April 26, 2002
The Terremark Premium
There are tons of investors who bought shares in web hosting companies and ISPs at high prices, only to see their holdings diminish as share values plunged in the Internet stock meltdown. If they'd known the company's shares would fall below $1, they wouldn't have bought at a higher price. Right? In recent weeks Terremark has stood that logic on its head, and has twice raised money by selling shares of its common stock for substantially more than their listed market value.

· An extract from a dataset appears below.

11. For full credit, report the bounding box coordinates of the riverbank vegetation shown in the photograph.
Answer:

On April 1, the Miami-based developer of carrier hotels and network access points announced that it had raised $7.5 million by selling 10 million shares to company employees and investors at 75 cents a share. At the time, Terremark shares were trading on the NASDAQ at 46 cents, after falling as low as 22 cents earlier this year. By this week, the company's stock had rallied to 68 cents, raising the prospect that the insiders who paid a 50 percent premium less than a month ago may soon be "in the money" on their investment.
On Thursday, Terremark announced a deal to develop a NAP in Madrid, which included a provision in which its Spanish partners will pay $1 a share for 5 million shares of common stock - again, a 50 percent premium to the market price.
It remains to be seen how this strategy will work out over the long run. But in a dreadful capital market, the developers of the Technology Center of the Americas have been able to create confidence among insiders and business partners, and leverage that confidence into cash.